That’s no wonder, since when implemented right, OKRs challenge and motivate the team to achieve extraordinary results.
Myth #1: You should have many Objectives or Key Results
It’s a common myth that you should have 5 Objectives with 3-5 Key Results each. Usually, it involves 2 mistakes – not prioritizing and including To-do tasks as Key Results.
OKRs are about focus. When everything is a priority, nothing is. You cannot focus on everything at the same time. It’s much more effective to select a narrow field you’ll work on now, and say “NO!” to most of the other activities. 1-2 Objectives with 2-3 Key Results each per team per period is a much better approach.
Also, don’t try to include To-do tasks or daily activities in your Key Results. Track them in another project management tool or as initiatives in Plai. Key Results should measure the outcome, the positive difference in your key metric, not the number of tasks/activities you managed to complete.
Do more with less, the fewer OKRs, the better focus, and productivity.
Myth #2: All OKRs should be ambitious moonshot goals
Google usually gives examples of OKRs from the R&D and product teams. They claim that OKR should be an ambitious moonshot, push the teams above what they feel is achievable to seek creative solutions. And it’s considered a success if OKRs are achieved by 70%.
However, it doesn’t work for most of the domains and teams. More often, your OKRs would be roofshots, not moonshots.
Roofshots are the same OKRs, but a bit less ambitious and the team target to achieve 100% of them. You wouldn’t want to reach only 70% of your revenue targets and go bankrupt, right?
Roofshots are especially crucial for the teams that only start implementing OKRs. Going all-in into the moonshots might demotivate and discourage the team. Or they might accept the rule “70 is the new 100”, and settle for it, artificially boosting all numbers and planning for the 70% from the very beginning.
Starting from the roofshots is usually much more effective. In a few cycles adding more and more moonshot, OKRs will significantly increase the chances of your team successfully implementing OKRs. Check out the article “Moonshot with roofshot” for more details.
Myth #3: Follow all examples from the internet
John Doer wrote an excellent book on OKRs, “Measure What Matters.” The theory is brilliant; you should check it out. However, the examples in the book are not so good. In many places, his examples don’t live up to his standards. J. Doer included a lot of activities in his cases, and it spread quickly through the internet. Here are just a few examples of the Key Results from the book:
- “Focus on hiring A player managers” – it’s not even hiring, what does it mean?
- “Ensure ongoing mentoring opportunities” – how can you measure it?
- “Develop and publish five benchmarks” – so what? It’s an activity, not a result.
Unfortunately, inspired by the book, most examples on the internet are like that. You should be very cautious before using any of them.

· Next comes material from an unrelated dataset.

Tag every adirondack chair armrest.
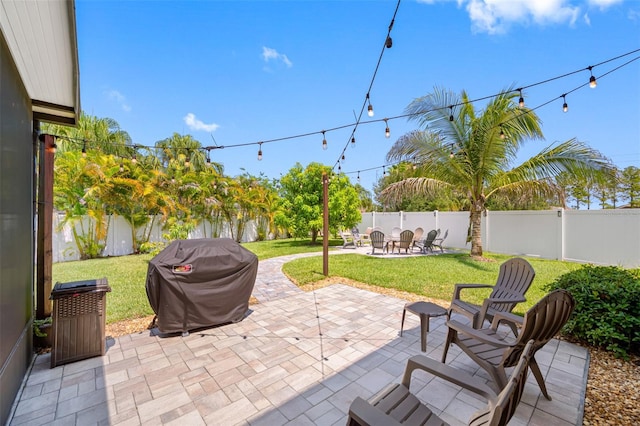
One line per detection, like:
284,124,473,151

The ideal formula for Key Results is: “Increase/Decrease metric A from X to Y.” For example:
- Increase the sign-up to trial Conversion Rate from 15% to 30%
- Increase the crash-free ratio from 96% to 99% for the new release
- Reduce monthly churn rate from 2.5% to 1%
In the real world, it’s not always possible to measure everything, you’ll still need to perform some activities as well. However, it would be best if you targeted your OKRs to be mostly metrics and add To-do tasks only when it’s necessary.
Here are some quality curated examples for Product, Sales, Marking, Engineering, Finance, HR/PO teams that we prepared for you for inspiration.
Objectives and Key Results help companies align and perform better. When implemented correctly, OKRs motivate the team to achieve bold, ambitious goals. Avoid these common myths, and your team would achieve breakthrough results by successfully implementing OKRs!